Venue: York Theatre Royal
The heart of Andrew Motion’s talk was based on the composition of Stevenson’s Treasure Island, discussing Jim Hawkins’ young adventure and how this forged the “archetype” for all subsequent pirate ideas. He explored the duplicitous relationship between Jim and infamous Long John Silver, an enigmatic character who could be interpreted as Jim’s father figure and enemy. This interestingly linked to Stevenson’s own life-experiences, which Motion believes is the “secret engine” behind Treasure Island.
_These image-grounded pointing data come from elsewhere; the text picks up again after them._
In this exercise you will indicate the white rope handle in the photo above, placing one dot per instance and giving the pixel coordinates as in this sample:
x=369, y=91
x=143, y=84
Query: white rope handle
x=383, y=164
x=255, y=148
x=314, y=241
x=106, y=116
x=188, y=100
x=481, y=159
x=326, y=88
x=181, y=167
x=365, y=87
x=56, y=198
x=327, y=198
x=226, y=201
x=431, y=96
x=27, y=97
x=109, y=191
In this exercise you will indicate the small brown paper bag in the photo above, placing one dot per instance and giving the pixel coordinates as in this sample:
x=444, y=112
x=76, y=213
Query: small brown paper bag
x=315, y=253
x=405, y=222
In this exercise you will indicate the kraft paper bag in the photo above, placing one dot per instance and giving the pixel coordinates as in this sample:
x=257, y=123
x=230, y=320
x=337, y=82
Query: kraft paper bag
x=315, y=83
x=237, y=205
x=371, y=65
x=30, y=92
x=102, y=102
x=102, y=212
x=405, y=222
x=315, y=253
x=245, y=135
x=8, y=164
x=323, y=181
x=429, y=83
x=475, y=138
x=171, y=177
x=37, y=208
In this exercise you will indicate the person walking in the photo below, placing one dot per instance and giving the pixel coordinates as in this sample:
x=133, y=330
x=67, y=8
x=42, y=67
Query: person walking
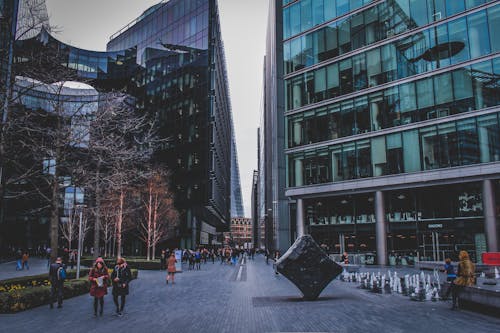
x=197, y=257
x=24, y=259
x=163, y=259
x=121, y=278
x=72, y=258
x=465, y=276
x=98, y=277
x=171, y=268
x=57, y=274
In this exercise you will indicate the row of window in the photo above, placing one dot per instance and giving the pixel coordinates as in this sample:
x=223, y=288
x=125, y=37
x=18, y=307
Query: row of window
x=383, y=21
x=455, y=42
x=464, y=200
x=306, y=14
x=469, y=88
x=463, y=142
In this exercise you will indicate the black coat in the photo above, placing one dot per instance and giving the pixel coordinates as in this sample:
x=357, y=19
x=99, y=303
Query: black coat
x=125, y=276
x=54, y=279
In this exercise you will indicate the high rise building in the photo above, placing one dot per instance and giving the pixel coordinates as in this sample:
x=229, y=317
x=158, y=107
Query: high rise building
x=237, y=209
x=171, y=61
x=189, y=92
x=391, y=113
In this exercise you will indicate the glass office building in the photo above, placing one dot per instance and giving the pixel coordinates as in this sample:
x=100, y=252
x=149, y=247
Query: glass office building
x=171, y=61
x=392, y=124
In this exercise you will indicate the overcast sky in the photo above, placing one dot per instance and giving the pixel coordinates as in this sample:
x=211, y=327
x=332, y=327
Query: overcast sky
x=88, y=24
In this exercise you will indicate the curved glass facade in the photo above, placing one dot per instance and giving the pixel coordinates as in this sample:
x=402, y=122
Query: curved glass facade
x=171, y=60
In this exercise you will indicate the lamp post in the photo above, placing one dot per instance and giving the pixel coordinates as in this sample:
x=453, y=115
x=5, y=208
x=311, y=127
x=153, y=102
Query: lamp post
x=80, y=208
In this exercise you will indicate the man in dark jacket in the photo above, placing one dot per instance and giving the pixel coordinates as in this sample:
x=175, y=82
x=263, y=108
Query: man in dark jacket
x=121, y=277
x=56, y=283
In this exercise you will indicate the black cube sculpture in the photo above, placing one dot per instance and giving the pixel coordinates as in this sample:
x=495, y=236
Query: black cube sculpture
x=307, y=266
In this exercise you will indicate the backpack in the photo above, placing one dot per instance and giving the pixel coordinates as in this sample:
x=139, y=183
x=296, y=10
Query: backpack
x=61, y=273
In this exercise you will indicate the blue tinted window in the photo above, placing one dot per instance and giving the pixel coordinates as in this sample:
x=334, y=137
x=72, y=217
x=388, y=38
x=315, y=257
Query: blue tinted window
x=342, y=7
x=478, y=34
x=305, y=14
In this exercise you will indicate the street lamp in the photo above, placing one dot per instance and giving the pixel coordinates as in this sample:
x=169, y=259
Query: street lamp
x=80, y=208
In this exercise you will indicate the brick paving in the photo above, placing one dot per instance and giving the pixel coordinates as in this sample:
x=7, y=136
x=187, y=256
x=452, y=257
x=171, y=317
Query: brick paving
x=222, y=298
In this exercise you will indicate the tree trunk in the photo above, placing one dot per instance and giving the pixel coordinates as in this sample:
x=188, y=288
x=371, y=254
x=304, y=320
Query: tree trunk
x=54, y=215
x=97, y=226
x=155, y=217
x=119, y=225
x=148, y=241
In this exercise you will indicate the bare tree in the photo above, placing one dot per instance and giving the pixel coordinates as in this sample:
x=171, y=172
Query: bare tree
x=69, y=228
x=161, y=217
x=121, y=142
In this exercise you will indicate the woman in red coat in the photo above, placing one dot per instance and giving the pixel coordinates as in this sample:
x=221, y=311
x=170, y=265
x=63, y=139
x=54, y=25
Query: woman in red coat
x=98, y=277
x=171, y=268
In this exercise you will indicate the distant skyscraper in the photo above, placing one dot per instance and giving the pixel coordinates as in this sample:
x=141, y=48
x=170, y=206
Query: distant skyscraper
x=391, y=108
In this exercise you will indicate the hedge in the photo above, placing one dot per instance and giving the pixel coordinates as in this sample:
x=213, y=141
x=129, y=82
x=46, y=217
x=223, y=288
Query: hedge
x=24, y=299
x=34, y=280
x=139, y=263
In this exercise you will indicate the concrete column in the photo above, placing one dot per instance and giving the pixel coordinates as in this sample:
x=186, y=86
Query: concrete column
x=490, y=220
x=380, y=227
x=301, y=225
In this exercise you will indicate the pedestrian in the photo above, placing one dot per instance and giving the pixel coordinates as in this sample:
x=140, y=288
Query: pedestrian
x=277, y=256
x=98, y=277
x=57, y=275
x=450, y=276
x=197, y=258
x=121, y=278
x=171, y=268
x=24, y=259
x=163, y=259
x=465, y=276
x=72, y=256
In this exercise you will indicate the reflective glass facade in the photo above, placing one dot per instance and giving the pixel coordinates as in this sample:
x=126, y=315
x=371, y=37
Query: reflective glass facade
x=171, y=60
x=392, y=123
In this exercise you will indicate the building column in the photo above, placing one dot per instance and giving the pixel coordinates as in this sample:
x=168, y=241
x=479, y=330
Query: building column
x=380, y=228
x=301, y=226
x=490, y=220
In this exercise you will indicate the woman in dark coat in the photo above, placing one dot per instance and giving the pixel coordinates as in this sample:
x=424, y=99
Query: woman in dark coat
x=121, y=277
x=98, y=277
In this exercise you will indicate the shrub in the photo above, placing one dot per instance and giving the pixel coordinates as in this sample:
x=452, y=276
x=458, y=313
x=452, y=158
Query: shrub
x=30, y=297
x=35, y=280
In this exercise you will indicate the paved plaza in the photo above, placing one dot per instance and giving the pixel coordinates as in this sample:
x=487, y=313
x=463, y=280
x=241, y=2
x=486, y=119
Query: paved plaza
x=222, y=298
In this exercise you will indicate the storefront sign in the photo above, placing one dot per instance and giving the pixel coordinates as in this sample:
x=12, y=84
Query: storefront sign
x=203, y=238
x=491, y=258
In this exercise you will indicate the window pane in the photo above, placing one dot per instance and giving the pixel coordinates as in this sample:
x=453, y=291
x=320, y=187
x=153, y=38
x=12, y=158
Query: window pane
x=411, y=151
x=458, y=34
x=305, y=14
x=489, y=138
x=425, y=93
x=408, y=98
x=442, y=91
x=494, y=24
x=478, y=34
x=318, y=12
x=330, y=9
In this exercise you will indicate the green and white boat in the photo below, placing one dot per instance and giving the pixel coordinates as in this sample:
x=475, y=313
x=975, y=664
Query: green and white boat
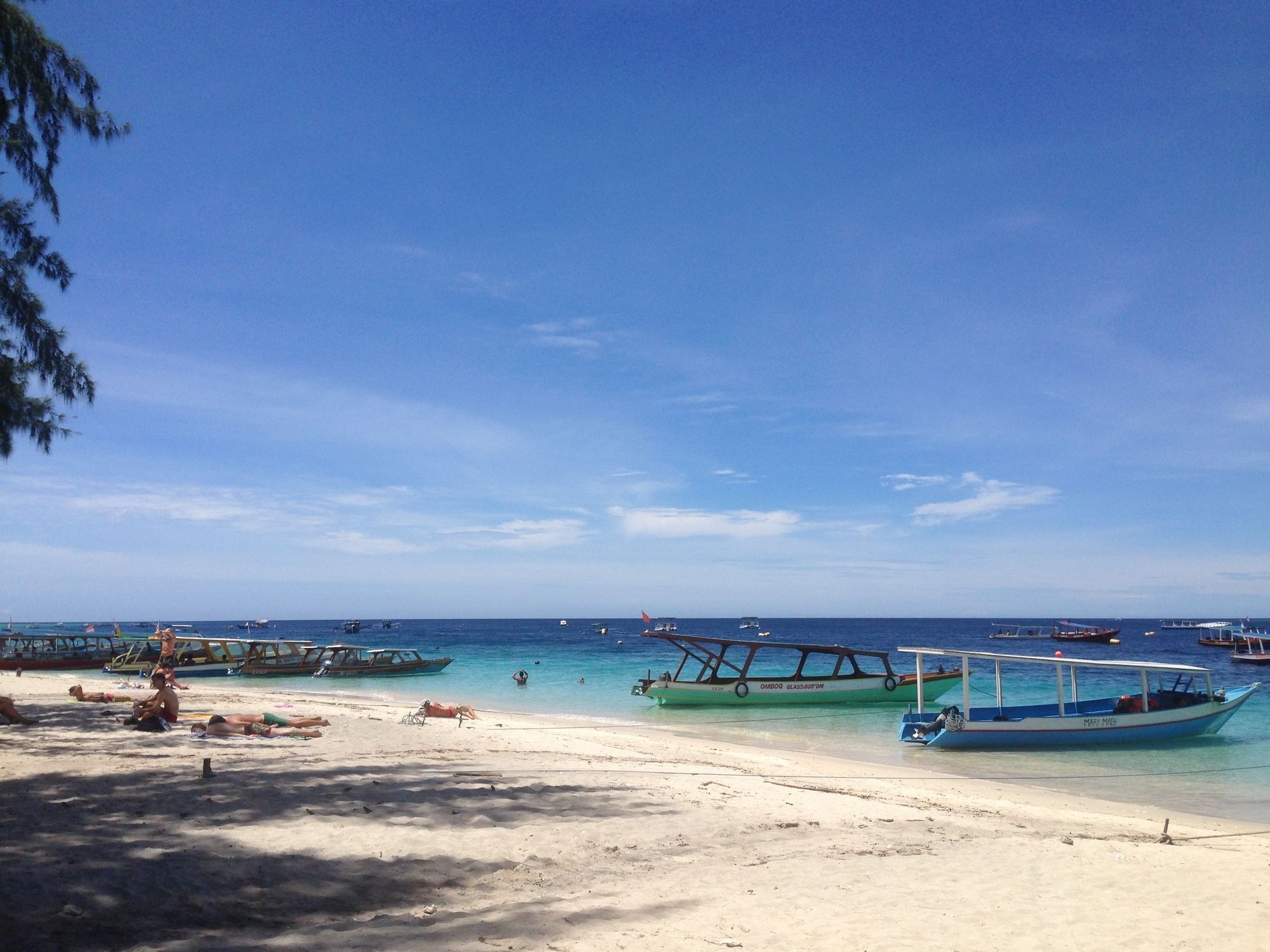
x=730, y=672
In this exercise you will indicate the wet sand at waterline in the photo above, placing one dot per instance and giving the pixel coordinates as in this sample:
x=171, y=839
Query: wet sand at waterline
x=529, y=835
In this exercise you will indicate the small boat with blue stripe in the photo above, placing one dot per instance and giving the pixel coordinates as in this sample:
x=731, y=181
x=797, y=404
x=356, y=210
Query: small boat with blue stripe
x=1182, y=704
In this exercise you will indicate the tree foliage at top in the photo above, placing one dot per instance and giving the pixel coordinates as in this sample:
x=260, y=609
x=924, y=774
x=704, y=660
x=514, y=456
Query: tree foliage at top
x=44, y=91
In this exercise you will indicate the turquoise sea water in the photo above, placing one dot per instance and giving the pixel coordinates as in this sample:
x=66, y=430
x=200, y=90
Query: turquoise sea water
x=557, y=657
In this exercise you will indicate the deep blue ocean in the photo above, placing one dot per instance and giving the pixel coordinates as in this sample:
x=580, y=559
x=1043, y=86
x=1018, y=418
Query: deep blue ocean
x=577, y=673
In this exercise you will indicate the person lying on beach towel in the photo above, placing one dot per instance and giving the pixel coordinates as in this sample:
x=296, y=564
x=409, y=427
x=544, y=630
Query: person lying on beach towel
x=431, y=709
x=12, y=714
x=97, y=697
x=272, y=720
x=220, y=727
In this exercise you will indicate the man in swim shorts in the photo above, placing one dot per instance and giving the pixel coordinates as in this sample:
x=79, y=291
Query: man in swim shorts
x=164, y=704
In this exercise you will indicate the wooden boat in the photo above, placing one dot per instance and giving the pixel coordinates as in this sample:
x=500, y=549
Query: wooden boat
x=347, y=659
x=55, y=652
x=1177, y=708
x=1229, y=637
x=270, y=659
x=276, y=658
x=817, y=678
x=1018, y=631
x=1085, y=634
x=195, y=658
x=1253, y=651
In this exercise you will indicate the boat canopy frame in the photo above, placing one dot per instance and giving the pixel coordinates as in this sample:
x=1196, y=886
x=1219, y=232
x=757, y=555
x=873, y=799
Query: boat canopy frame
x=713, y=659
x=1060, y=663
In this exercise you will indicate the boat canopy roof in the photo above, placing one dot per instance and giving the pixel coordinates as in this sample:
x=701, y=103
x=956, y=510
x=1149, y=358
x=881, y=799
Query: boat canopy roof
x=699, y=640
x=1064, y=661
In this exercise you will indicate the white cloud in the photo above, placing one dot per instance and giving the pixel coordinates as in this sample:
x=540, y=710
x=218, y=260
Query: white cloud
x=990, y=499
x=526, y=534
x=487, y=285
x=686, y=524
x=907, y=480
x=360, y=544
x=578, y=336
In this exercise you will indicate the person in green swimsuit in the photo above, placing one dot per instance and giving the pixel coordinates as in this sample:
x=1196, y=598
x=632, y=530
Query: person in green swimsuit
x=272, y=720
x=220, y=727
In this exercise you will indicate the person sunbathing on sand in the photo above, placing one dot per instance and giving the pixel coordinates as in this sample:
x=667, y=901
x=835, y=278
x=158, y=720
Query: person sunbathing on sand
x=435, y=710
x=219, y=727
x=272, y=720
x=12, y=714
x=97, y=697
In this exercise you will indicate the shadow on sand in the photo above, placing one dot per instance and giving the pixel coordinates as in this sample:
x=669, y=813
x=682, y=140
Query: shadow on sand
x=152, y=856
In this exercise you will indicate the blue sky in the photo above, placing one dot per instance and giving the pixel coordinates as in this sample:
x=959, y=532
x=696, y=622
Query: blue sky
x=488, y=310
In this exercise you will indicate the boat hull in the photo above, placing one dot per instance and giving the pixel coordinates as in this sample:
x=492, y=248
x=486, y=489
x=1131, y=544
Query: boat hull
x=398, y=671
x=1095, y=638
x=1095, y=723
x=209, y=670
x=34, y=663
x=787, y=691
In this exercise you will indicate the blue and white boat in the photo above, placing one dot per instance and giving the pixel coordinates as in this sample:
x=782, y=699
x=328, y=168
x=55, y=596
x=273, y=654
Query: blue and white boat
x=1182, y=705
There is such an engine driving the author of every literary work.
Motion can associate with this motivation, he himself heavily influenced by his father’s death three years ago, as he said in a Telegraph interview “seeing him dead gave me the shock of my life… it seemed almost inconceivable that he would die. It was made all the more peculiar for me because we looked so very alike. As I looked at him on his deathbed it seemed as if I was looking at myself”. The parallel showed a fundamental impetus behind his reincarnation.
Motion described Silver as a “sequel” but was keen to stress that it is not a direct continuation. Rather, it builds on the original themes, finding new landscapes in the old map. He stated Treasure Island is as a novel “completely satisfying”, a “gold-standard” of pirate narratives, seeping still into the modern social psyche. It is a novel so renowned today that everyone feels they are familiar with it, even if they haven’t actually read it. While it is not my cup of tea it is clear that it still laid the pirate groundwork for posterity eternally. Silver therefore does not attempt to compete with the legacy of Treasure Island, particularly as aptly named Silver is not a received second rate medal but rather a self-imposition. In present times where the romantic masquerades of Pirates of the Caribbean are so fresh, Motion’s almost historical comprehension of the evolution of pirate tales was surprisingly insightful.
We were enchanted at first by the pink honeysuckle melody of Motion’s dulcet tones, but the power of this spell faded into a drone as time wore on. The zenith of the evening’s pleasure came not from a reading of a Silver excerpt, but from his poetry readings. Although they felt slightly incongruous with the core of his discussion, it was a scintillating few minutes of brilliance where Motion proved that his forte and his passion lie deeply embedded in poetry, not prose.
An original addition to the Takeover Festival, the only speaking poet the week offered, Motion moved us in his poetry, his sporadic emeralds of literary wisdom, but not as a speaker of prose.